Composed in 2023, the ten-minute piece employs the system of melodic modes used to recite the Quran called maqamat; starting in silence, it grew more intense in a sheen of strings. Double basses made strange growling sounds then ghostly harmonics, and were joined by woodwinds for colour and brass for fine deep chords, with the bass drum providing the ritual heartbeats. As the music exposed itself in a kaleidoscope of color, Chauhan skilfully guided the orchestra through its various layers to a radiant passage featuring three brilliant trumpets. Superbly paced and brilliantly played, the music gathered briefly before what seems like a false ending unintentionally but understandably elicited a short burst of applause. As the music resumed, the heart finally stopped beating, and the silence returned. After which the audience were doubly ready to stand and cheer.
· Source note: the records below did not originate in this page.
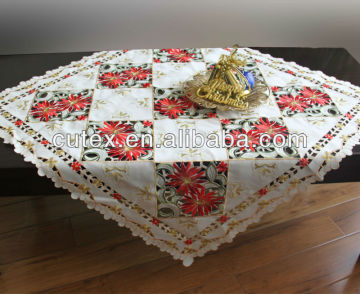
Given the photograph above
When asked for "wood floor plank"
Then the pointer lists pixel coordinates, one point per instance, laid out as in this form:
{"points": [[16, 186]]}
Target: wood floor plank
{"points": [[6, 200], [350, 285], [78, 263], [226, 284], [305, 271], [317, 197], [247, 252], [346, 216], [38, 211], [91, 227], [37, 240]]}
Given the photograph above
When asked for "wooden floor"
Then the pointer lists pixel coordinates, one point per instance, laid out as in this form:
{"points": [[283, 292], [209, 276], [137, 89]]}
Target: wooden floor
{"points": [[56, 245]]}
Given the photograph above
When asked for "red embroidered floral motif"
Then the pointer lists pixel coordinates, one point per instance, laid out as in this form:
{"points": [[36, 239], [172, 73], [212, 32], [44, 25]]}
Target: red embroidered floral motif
{"points": [[146, 85], [76, 166], [117, 196], [315, 96], [211, 115], [147, 123], [252, 139], [18, 123], [293, 103], [223, 218], [74, 103], [263, 191], [272, 128], [137, 73], [113, 80], [225, 121], [125, 152], [222, 167], [180, 55], [170, 107], [187, 179], [304, 162], [118, 129], [45, 110], [201, 203]]}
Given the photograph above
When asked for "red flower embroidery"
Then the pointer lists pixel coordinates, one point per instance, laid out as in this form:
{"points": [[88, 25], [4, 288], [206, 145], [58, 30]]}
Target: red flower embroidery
{"points": [[186, 179], [18, 122], [155, 221], [82, 117], [293, 103], [263, 191], [74, 103], [44, 110], [223, 218], [180, 55], [315, 96], [113, 80], [222, 167], [146, 85], [119, 130], [211, 115], [187, 103], [225, 121], [201, 203], [188, 242], [272, 128], [170, 107], [349, 116], [304, 162], [124, 152], [76, 166], [137, 73], [147, 123], [117, 196], [252, 138]]}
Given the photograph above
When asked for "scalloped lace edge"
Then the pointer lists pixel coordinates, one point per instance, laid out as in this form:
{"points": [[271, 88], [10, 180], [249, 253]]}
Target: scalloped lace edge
{"points": [[109, 214]]}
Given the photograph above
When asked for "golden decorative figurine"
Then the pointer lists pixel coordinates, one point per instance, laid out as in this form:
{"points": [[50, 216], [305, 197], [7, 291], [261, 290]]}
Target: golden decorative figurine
{"points": [[226, 87]]}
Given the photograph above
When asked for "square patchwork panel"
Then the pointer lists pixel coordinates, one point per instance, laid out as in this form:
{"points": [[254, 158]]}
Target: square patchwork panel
{"points": [[177, 55], [191, 188], [128, 75], [60, 105], [173, 75], [188, 139], [244, 138], [304, 101], [122, 104], [113, 143], [173, 103]]}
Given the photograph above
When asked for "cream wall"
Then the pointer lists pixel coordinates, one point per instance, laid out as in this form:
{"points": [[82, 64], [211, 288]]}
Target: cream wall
{"points": [[31, 26]]}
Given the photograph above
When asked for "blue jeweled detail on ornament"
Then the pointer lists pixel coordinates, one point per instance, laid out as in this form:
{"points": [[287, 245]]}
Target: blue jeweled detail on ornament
{"points": [[250, 77]]}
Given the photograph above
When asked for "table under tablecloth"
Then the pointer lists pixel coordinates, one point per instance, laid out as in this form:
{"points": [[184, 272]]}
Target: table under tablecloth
{"points": [[185, 200]]}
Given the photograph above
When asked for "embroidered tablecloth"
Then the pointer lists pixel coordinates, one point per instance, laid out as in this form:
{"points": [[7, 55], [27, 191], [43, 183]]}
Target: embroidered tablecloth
{"points": [[185, 200]]}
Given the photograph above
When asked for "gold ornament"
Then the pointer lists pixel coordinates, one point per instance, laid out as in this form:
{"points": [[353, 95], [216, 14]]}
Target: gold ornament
{"points": [[226, 87]]}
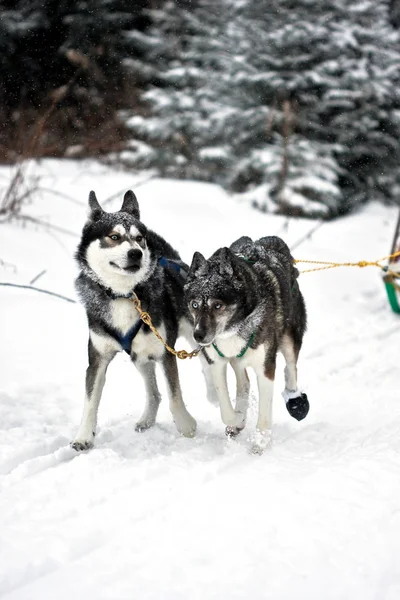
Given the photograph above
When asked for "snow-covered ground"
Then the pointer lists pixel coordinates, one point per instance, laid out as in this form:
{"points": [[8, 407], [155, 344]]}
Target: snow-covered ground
{"points": [[157, 516]]}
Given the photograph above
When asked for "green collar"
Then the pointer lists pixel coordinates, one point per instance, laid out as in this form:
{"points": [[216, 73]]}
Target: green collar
{"points": [[243, 350]]}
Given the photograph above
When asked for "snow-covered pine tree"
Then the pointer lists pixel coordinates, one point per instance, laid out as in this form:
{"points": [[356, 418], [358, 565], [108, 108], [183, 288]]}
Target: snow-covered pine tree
{"points": [[294, 103]]}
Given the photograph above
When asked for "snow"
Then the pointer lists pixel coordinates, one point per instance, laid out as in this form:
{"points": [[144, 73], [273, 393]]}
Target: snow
{"points": [[157, 516]]}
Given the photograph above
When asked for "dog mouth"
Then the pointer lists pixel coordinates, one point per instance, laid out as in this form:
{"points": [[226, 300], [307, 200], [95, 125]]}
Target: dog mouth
{"points": [[128, 269]]}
Hilary Hahn was greeted like an old friend when she came out to play Sibelius. She sang the opening tune with direct, even plain phrasing, the fast passages surmounted majestically although she was covered by the orchestra in their loudest outbursts. She broke dramatically out of character and slowed down the tempo for the big tunes, then recovered her energy level to keep the music from bogging down. She toyed affectionately with the fragments of the different themes in the cadenza, often at a glacial pace, signifying some depth of feeling while laying down the groundwork for the climax to come.
After an Adagio which seemed preoccupied, Hahn plunged furiously into the finale. As the musical excitement mounted and the musical forces scrambled towards the end, there was a sense of anticipation in the hall for more and when the Sibelius was over she returned with the Sarabande from Bach's D minor Partita. Not having to compete with an orchestra this time, she was able to unleash her complete inner self of pure, straightforward violin playing, from the heart.
After intermission the orchestra went through their Swan Lake paces with workmanlike playing but never completely had their hearts in it. Ironically, the orchestra's concertmaster Martin Chalifour had the weight and soaring beauty in his big solos that Hahn had lacked.